Mayor-elect Elizabeth Tisdahl met with 13 NU students in the Communications Residential College to
discuss plans for her tenure and town-gown relations. Sean Collins Walsh/The Daily Northwestern
In her first appearance at Northwestern since winning the Evanston mayoral election, Mayor-elect Elizabeth Tisdahl came to speak — but only 13 NU students showed up.
The mayor-elect discussed her campaign and the low student turnout in the local elections to a group of students in the Communications Residential College. Current Mayor Lorraine Morton told her there had never been more mudslinging in an Evanston mayoral campaign, Tisdahl said.
The low student turnout in the local election disappointed her, but she did not, when asked by an attendee, offer ideas for improving it.
“I throw that question right back to you,” she said.

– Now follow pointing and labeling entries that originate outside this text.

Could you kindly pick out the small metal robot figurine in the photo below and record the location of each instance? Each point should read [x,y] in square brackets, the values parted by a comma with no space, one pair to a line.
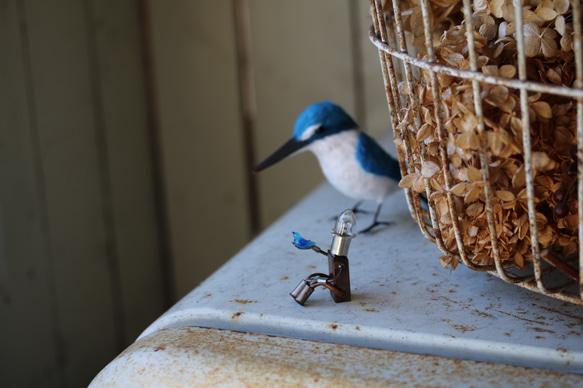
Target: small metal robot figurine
[338,279]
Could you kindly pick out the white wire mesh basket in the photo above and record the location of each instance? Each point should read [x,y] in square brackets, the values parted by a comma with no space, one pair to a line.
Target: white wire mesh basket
[486,103]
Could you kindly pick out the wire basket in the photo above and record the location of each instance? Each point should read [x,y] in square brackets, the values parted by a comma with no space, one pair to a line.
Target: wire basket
[489,133]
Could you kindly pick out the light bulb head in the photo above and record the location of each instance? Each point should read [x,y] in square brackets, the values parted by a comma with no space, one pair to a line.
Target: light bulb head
[343,233]
[345,224]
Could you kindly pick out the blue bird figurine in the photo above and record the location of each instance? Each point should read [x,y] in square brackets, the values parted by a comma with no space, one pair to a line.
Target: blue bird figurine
[350,159]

Those in attendance did not have the answer but they said they hoped her inauguration would begin an era of improved relations between NU and the city.

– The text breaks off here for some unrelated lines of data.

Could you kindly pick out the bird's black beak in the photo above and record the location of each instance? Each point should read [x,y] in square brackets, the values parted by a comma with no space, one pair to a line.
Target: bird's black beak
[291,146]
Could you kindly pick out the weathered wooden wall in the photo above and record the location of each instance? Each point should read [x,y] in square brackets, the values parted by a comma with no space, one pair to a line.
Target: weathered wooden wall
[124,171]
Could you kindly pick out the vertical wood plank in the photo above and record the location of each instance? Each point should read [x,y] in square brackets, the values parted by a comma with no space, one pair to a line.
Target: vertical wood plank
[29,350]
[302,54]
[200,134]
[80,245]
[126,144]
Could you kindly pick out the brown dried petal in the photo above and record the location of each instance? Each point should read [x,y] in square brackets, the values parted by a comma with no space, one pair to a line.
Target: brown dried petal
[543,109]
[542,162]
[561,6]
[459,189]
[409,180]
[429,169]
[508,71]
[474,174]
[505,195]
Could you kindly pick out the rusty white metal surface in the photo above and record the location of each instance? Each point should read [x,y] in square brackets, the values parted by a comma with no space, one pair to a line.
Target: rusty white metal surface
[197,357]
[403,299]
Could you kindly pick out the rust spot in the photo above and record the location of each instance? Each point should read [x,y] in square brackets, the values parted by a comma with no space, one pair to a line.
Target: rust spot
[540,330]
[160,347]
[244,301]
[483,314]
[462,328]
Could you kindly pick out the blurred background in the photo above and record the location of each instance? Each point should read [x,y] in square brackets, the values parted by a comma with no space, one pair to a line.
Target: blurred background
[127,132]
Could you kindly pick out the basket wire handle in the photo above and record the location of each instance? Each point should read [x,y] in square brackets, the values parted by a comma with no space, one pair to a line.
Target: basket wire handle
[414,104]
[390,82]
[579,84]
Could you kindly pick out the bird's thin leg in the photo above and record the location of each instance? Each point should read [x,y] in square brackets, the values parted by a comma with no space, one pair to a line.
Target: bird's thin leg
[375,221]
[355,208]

“I think everyone’s looking forward to pressing the reset button on the Evanston-NU relationship,” Weinberg freshman Ben Goldberg said.
Tisdahl told students the university should make direct financial contributions to the city and cited other universities that do, like Harvard University and Massachusetts Institute of Technology. As a nonprofit, NU is exempt from property taxes, yet benefits from the city’s fire services.

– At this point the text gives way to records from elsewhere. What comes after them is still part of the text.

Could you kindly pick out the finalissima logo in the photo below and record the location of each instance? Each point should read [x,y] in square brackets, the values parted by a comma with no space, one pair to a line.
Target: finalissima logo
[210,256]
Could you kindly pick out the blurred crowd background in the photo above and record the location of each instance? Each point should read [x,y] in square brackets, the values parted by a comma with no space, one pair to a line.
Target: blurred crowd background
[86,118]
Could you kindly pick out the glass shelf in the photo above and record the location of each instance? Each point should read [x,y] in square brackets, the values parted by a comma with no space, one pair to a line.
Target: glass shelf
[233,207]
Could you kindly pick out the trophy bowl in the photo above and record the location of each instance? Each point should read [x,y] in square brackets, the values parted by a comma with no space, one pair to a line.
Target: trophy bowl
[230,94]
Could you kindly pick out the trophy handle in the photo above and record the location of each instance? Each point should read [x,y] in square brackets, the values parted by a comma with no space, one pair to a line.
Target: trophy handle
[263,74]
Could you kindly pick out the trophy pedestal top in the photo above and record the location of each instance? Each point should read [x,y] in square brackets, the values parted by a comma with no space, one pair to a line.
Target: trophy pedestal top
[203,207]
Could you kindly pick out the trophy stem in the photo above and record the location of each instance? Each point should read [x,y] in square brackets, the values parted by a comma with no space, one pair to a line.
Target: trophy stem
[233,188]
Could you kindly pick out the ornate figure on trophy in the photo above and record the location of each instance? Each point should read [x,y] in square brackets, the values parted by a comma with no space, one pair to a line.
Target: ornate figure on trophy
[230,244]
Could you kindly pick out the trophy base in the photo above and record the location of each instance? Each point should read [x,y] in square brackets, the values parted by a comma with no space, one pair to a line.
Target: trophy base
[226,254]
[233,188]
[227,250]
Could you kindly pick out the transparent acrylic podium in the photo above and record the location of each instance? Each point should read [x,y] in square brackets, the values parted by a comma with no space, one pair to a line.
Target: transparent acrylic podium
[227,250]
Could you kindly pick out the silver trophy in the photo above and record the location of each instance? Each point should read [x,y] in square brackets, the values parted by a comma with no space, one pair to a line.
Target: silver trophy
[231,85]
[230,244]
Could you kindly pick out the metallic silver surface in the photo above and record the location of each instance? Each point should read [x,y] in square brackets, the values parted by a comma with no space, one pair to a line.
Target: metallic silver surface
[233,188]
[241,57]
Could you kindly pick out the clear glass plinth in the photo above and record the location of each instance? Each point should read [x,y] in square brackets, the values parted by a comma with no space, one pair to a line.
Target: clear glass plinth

Tisdahl will talk to future University President Morton Schapiro to propose a task force comprising members of both the university and Evanston to develop a town-gown relations model, she said.
She also said the NU community should play a part in the city’s attempts at controlling guns.
“I think the law school should be volunteering to do things such as defend us,” she said. In 2008, the City Council revoked a ban on handguns to avoid a lawsuit from the National Rifle Association, which claimed the ban violated a recent Supreme Court decision and the Second Amendment.
Tisdahl also said she supported the proposal to build 10 wind turbines in the lake as a way to fulfill her pledge to reduce carbon emissions by 13 percent by 2012. She would like to see them built off NU’s shoreline because students would be less likely to find them ugly, she said.
“If we put them anywhere else on the lake, we’ll have citizens saying that we’ve ruined the view,” she said.
Medill Prof. Roger Boye proposed a group of NU students to advise the mayor after she discussed the Mayor’s Youth Advisory Group, a body she is forming at Evanston Township High School.
The mayor-elect said she supports the idea but is uncertain whether enough NU students would be willing to serve on such a committee.
“Call it an internship,” SESP sophomore Nathalie Rayter said.
“That’s clever,” Tisdahl said. “I like that one.”
Tisdahl will take office May 11, replacing the retiring mayor, Morton.